The early signs of trouble appeared more than a decade ago, when the Institute of Medicine published “Crossing the Quality Chasm” and drew attention to tens of thousands of lives impacted by high-variation, low-quality healthcare in the United States. Since then, a steady stream of evidence has shown a massive healthcare quality management problem in this country that is impossible to ignore.
Though awareness of the problem has increased markedly, we are still a long way from solving it. The recent IOM report on misdiagnosis shows that the quality problem persists unabated, profoundly impacting the lives and livelihoods of both consumers and purchasers of healthcare.

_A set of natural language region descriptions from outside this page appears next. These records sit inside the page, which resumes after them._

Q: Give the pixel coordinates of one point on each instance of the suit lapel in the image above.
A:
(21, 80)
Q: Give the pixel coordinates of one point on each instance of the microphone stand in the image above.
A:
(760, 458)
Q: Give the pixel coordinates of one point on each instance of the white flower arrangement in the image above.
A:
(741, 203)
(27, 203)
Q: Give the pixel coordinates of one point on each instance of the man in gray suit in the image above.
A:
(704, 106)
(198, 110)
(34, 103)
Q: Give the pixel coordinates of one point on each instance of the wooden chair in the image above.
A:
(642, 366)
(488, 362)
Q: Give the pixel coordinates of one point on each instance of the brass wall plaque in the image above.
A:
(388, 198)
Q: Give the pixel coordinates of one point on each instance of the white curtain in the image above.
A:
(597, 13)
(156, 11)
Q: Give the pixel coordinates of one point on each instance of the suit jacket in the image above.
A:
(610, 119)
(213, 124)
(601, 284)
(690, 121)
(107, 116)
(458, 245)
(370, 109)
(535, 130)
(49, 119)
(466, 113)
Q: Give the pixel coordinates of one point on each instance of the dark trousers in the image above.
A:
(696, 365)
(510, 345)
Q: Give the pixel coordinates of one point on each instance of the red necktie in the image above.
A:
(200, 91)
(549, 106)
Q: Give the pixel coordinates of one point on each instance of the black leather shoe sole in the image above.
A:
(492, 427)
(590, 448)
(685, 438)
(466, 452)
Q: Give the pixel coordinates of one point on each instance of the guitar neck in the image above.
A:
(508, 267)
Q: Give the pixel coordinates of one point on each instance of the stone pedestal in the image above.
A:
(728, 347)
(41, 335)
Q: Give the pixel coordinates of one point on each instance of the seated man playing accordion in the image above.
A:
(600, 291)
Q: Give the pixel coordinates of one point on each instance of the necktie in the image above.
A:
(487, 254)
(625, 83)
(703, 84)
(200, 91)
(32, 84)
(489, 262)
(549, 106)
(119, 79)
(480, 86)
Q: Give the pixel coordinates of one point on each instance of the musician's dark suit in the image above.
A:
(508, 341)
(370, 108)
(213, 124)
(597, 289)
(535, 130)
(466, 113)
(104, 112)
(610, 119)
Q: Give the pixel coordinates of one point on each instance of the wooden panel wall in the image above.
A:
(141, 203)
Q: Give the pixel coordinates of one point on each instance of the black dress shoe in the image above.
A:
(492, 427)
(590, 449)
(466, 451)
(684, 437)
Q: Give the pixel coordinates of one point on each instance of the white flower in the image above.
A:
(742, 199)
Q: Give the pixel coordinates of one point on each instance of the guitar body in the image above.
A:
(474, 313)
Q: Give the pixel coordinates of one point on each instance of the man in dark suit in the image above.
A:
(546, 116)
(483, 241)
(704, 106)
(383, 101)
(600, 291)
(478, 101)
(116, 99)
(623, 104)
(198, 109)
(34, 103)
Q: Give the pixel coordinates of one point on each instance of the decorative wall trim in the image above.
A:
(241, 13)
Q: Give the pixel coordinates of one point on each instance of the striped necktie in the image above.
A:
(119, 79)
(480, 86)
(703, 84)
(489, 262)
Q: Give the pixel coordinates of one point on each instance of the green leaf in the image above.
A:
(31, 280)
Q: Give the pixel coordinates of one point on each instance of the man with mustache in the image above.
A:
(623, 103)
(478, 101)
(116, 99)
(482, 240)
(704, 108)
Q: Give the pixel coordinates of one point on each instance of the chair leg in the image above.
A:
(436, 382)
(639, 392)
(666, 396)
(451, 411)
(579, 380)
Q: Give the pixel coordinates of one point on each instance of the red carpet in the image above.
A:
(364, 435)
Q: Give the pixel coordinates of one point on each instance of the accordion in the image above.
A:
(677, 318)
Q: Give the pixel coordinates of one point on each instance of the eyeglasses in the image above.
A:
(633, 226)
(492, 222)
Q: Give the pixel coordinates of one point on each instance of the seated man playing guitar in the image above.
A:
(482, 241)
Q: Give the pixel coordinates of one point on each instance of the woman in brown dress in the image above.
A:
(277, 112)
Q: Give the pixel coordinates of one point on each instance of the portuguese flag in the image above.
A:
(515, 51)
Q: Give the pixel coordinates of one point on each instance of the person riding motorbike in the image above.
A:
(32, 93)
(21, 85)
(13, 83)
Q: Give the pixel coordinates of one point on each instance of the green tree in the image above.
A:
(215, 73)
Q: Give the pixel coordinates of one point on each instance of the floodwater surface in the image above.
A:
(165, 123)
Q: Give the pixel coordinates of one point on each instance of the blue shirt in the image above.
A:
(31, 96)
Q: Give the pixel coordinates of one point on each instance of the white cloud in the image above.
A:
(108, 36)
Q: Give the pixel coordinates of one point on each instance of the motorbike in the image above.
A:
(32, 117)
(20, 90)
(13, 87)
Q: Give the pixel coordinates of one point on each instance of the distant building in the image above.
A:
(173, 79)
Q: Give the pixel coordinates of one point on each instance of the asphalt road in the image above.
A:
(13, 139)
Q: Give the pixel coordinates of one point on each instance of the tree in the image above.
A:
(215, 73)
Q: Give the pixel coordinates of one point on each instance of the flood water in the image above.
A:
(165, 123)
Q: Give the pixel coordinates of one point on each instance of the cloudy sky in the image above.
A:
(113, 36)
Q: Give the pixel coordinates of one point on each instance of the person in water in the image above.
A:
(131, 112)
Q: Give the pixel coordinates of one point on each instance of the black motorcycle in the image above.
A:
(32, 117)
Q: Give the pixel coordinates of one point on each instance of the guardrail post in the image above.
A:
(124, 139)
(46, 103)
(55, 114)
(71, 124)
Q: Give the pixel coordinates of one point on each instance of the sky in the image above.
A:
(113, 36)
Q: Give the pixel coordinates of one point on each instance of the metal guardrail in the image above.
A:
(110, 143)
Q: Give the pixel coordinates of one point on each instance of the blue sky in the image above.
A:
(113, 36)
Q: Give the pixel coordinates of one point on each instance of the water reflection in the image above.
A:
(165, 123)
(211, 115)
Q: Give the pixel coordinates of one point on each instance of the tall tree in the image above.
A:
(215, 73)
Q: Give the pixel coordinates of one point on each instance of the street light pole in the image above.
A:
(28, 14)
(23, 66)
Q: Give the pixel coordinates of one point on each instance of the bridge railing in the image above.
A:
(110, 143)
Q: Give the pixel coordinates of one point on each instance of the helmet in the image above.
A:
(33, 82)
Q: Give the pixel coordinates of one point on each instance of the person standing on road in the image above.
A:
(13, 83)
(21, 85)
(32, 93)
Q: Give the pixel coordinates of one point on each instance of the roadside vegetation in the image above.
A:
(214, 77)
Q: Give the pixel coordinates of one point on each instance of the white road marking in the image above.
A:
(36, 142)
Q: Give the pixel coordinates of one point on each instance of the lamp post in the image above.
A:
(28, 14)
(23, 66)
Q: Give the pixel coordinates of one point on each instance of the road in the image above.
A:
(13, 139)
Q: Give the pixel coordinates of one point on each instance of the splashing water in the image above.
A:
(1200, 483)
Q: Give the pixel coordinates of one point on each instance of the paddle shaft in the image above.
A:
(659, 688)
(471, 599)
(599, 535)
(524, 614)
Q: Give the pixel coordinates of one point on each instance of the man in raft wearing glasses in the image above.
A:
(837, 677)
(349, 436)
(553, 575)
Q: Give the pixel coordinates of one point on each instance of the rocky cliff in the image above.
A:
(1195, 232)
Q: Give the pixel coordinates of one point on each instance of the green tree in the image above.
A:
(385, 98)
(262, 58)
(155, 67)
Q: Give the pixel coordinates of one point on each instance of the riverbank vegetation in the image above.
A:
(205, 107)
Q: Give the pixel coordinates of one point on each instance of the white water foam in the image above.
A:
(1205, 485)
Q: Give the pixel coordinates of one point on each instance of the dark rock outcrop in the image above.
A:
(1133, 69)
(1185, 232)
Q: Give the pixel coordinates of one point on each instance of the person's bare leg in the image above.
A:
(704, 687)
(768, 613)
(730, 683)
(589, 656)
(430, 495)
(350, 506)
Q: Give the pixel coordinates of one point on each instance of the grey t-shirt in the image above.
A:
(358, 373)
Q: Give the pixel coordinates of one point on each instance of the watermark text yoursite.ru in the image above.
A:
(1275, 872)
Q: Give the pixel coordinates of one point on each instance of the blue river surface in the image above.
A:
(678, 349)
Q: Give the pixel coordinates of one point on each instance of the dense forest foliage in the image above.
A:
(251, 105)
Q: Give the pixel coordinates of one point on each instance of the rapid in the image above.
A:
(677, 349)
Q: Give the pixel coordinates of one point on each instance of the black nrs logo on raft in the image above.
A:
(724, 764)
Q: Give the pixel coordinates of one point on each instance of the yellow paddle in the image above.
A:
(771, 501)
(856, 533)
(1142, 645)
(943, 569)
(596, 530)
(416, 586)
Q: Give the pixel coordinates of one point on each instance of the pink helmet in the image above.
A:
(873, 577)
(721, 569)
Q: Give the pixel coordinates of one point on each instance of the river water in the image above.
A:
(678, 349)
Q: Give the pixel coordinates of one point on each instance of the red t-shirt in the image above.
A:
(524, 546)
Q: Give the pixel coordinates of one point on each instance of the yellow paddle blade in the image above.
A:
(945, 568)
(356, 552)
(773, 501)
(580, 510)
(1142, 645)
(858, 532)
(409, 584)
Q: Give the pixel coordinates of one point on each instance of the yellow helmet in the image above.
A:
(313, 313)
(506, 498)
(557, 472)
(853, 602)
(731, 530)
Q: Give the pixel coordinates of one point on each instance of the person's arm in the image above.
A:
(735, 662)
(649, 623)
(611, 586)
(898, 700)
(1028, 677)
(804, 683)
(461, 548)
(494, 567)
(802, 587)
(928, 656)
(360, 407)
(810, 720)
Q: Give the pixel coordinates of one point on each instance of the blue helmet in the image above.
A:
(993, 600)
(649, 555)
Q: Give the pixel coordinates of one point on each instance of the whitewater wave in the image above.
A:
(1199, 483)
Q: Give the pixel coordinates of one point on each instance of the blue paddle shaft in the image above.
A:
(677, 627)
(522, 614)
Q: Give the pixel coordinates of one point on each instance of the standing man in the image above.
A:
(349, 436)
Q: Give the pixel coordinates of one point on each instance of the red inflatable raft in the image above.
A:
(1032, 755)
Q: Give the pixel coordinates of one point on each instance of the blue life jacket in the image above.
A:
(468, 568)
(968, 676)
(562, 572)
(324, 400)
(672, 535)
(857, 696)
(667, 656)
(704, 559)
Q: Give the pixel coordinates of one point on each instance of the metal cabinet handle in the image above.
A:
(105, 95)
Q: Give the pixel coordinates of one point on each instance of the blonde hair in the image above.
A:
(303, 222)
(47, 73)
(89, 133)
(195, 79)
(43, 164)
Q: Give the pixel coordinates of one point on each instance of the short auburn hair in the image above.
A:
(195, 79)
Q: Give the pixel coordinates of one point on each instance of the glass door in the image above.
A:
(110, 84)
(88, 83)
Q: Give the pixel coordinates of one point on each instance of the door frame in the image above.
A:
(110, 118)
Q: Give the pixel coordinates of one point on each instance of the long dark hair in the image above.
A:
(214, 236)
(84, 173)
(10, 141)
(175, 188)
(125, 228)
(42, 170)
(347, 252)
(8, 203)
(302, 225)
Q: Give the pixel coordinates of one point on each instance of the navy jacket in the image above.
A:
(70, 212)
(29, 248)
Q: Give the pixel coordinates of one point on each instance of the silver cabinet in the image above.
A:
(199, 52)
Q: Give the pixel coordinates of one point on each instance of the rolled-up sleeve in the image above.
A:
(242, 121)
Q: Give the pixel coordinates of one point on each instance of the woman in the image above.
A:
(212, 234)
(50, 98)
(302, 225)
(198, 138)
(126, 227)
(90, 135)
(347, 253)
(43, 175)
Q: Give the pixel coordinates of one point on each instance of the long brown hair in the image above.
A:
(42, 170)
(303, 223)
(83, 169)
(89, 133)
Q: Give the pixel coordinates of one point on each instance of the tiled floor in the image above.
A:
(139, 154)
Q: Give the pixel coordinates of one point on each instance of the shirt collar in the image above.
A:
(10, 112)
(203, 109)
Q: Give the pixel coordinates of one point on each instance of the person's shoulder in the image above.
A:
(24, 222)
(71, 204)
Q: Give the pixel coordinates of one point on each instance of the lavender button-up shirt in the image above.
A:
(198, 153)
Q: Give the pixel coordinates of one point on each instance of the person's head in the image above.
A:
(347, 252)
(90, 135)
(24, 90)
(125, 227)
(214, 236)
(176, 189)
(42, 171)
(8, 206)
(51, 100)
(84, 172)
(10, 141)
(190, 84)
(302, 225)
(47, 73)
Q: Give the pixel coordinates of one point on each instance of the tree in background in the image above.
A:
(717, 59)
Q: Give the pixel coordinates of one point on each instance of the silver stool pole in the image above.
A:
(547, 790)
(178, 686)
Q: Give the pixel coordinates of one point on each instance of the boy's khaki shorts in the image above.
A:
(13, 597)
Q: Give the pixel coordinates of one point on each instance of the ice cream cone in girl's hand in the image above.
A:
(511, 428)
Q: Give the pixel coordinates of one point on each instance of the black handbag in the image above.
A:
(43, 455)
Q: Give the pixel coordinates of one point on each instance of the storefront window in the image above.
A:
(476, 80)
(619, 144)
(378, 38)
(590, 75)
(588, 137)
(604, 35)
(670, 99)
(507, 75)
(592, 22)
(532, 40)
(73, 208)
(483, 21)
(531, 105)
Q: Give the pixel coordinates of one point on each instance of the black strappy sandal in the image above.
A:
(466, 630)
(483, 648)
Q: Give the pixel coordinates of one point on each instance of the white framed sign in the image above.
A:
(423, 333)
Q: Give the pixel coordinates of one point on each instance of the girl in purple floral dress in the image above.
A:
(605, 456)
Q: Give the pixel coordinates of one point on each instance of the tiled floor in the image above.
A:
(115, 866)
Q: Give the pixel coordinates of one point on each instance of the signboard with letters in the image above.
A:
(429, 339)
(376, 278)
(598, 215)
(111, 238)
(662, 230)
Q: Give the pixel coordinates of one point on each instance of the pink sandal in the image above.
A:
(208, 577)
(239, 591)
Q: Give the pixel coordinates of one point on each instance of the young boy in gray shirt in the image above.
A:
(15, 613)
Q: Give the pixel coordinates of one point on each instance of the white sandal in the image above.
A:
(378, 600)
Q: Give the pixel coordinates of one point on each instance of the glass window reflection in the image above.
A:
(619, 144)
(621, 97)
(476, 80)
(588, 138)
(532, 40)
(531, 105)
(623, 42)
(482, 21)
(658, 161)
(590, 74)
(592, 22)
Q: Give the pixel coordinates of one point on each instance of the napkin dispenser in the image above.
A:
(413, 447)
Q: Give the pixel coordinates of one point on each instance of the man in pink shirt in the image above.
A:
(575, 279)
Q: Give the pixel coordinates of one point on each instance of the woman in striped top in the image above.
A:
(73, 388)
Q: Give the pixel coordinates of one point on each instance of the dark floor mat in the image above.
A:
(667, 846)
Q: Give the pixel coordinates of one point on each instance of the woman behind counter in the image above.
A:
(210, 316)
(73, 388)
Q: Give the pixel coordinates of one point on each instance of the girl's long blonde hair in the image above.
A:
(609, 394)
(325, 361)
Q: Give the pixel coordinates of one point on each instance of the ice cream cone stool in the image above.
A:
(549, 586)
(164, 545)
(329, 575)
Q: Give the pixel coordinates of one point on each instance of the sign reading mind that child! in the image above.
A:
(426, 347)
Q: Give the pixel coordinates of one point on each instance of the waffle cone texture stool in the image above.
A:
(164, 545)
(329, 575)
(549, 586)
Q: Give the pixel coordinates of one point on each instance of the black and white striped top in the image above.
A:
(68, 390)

Efforts to address low-quality care
Though the variation and opacity in quality persists, it is not due to a lack of effort. Multiple approaches have been attempted to address the problem, with varying degrees of success. Payers have begun to knit together “high performance” networks, carving out low-quality (or low-value) physician groups. Though, their hands are often tied by powerful provider groups that prohibit differentiation of doctors within the same institution.
Employers have tried to work around these issues by contracting directly with centers of excellence, using additional data to select top practitioners for high impact procedures. The government is also playing a role, offering incentives for reporting quality indicators and reducing obvious sources of waste like readmissions. Health systems are beginning to respond to this changing landscape, adopting new documentation, tracking and measurement tools to identify and improve behavior and outcomes.